After running Timeshift in production on workstations for years, a few practices make a real difference:

  • Snapshot before upgrades – Always create a manual snapshot before running apt dist-upgrade or installing new kernel versions. Tag it with a descriptive comment so you know exactly what state to roll back to.
  • Use a separate partition – Storing snapshots on the same partition as your root filesystem works, but a separate partition (or external drive) protects against disk failure. Any ext4 partition with enough space works.
  • Keep daily + boot schedules enabled – Daily snapshots with 5 retained copies and boot snapshots with 5 copies give you a solid week of rollback points. This catches both gradual issues (daily) and boot-breaking changes (boot).
  • Monitor disk space – Timeshift rotates old snapshots automatically based on retention counts, but keep an eye on free space, especially on smaller drives. The sudo timeshift --list command shows free space on the backup device.
  • Back up home directories separately – Timeshift handles system files. Use Kopia or another tool for documents, photos, and personal data. Two separate tools working together is more reliable than one tool trying to do everything.

Frequently Asked Questions

Does Timeshift back up user files?

No, not by default. Timeshift excludes /home and /root directories from RSYNC snapshots. It is designed for system rollback, not personal data backup. You can change this behavior in the exclusion settings, but a dedicated file backup tool is a better choice for personal files.

How much disk space do Timeshift snapshots use?

The first RSYNC snapshot copies all system files (typically 3 to 10 GB depending on installed packages). Subsequent snapshots use hardlinks and only store changed files. In testing on a fresh Ubuntu 24.04 system with 2.7 GB of system data, the first snapshot used 2.7 GB and the second used only 141 MB.
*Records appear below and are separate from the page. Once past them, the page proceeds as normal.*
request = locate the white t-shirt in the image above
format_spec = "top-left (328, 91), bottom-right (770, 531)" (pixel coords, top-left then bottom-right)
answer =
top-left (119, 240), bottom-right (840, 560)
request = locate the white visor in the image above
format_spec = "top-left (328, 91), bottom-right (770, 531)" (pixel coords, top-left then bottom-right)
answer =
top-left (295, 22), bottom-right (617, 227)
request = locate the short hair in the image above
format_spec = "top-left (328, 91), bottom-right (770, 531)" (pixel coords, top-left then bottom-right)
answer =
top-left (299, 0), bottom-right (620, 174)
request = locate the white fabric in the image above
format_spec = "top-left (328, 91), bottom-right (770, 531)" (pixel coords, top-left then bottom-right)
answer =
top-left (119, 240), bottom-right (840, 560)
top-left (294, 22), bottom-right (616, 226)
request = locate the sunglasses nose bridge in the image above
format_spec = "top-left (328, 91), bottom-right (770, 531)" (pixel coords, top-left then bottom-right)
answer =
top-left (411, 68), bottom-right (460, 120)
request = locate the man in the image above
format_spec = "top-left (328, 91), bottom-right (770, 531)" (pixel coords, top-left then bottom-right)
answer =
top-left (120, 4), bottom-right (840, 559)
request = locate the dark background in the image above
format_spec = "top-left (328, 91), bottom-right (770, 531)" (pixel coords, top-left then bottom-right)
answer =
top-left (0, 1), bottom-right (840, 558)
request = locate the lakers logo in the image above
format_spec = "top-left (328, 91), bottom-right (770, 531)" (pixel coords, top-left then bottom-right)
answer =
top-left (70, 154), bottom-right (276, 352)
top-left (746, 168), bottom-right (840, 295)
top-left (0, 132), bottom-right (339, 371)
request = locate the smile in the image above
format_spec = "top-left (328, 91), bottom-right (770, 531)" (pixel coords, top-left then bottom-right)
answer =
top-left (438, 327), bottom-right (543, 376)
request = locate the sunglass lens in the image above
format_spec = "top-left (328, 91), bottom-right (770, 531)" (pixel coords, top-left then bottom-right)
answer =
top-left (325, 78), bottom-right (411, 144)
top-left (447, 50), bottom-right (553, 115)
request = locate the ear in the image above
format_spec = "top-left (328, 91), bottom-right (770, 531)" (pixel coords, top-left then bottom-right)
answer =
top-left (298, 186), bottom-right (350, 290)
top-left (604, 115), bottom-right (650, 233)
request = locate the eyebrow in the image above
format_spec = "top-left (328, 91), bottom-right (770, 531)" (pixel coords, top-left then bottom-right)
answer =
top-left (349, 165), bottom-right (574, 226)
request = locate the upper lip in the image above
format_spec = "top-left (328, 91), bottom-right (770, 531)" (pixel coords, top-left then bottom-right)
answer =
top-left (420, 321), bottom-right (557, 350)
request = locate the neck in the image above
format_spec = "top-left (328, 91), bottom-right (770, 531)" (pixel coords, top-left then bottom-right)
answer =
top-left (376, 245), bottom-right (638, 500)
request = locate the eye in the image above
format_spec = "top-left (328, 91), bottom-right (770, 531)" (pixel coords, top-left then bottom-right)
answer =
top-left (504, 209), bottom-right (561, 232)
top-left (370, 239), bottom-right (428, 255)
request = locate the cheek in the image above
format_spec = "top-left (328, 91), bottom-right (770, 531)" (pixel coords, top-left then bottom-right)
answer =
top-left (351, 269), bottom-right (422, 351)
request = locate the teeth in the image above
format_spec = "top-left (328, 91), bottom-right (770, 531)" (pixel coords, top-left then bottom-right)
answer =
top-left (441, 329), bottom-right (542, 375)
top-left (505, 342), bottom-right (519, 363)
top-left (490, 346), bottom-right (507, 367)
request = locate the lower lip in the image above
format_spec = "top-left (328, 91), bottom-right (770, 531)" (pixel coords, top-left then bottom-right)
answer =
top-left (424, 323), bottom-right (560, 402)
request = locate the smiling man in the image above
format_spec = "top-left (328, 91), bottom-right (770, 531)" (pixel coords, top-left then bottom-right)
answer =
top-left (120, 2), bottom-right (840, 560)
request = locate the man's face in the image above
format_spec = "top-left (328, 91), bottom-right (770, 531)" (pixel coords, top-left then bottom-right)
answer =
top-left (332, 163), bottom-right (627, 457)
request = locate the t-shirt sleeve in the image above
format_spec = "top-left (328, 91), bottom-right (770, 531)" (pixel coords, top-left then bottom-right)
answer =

Can I restore from a live USB if my system won’t boot?

Yes. Boot from an Ubuntu or Linux Mint live USB, install Timeshift with sudo apt install timeshift, and run sudo timeshift --restore. Timeshift detects snapshots on connected devices and lets you restore to the target partition.

What is the difference between RSYNC and BTRFS mode?

RSYNC mode copies files using rsync and works on any Linux filesystem (ext4, xfs, etc.). BTRFS mode uses native filesystem snapshots, which are nearly instant and use minimal disk space, but only works if your root partition is BTRFS. Most Ubuntu and Debian installations use ext4 by default.

Summary

Timeshift gives you a reliable way to snapshot and restore your Ubuntu, Debian, or Linux Mint system. With automatic daily and boot snapshots enabled, you always have a clean rollback point when updates or configuration changes go wrong. The CLI interface makes it scriptable for headless servers, while the GUI keeps it accessible on desktops. Pair it with a file-level backup tool for home directories, and your system recovery strategy is covered.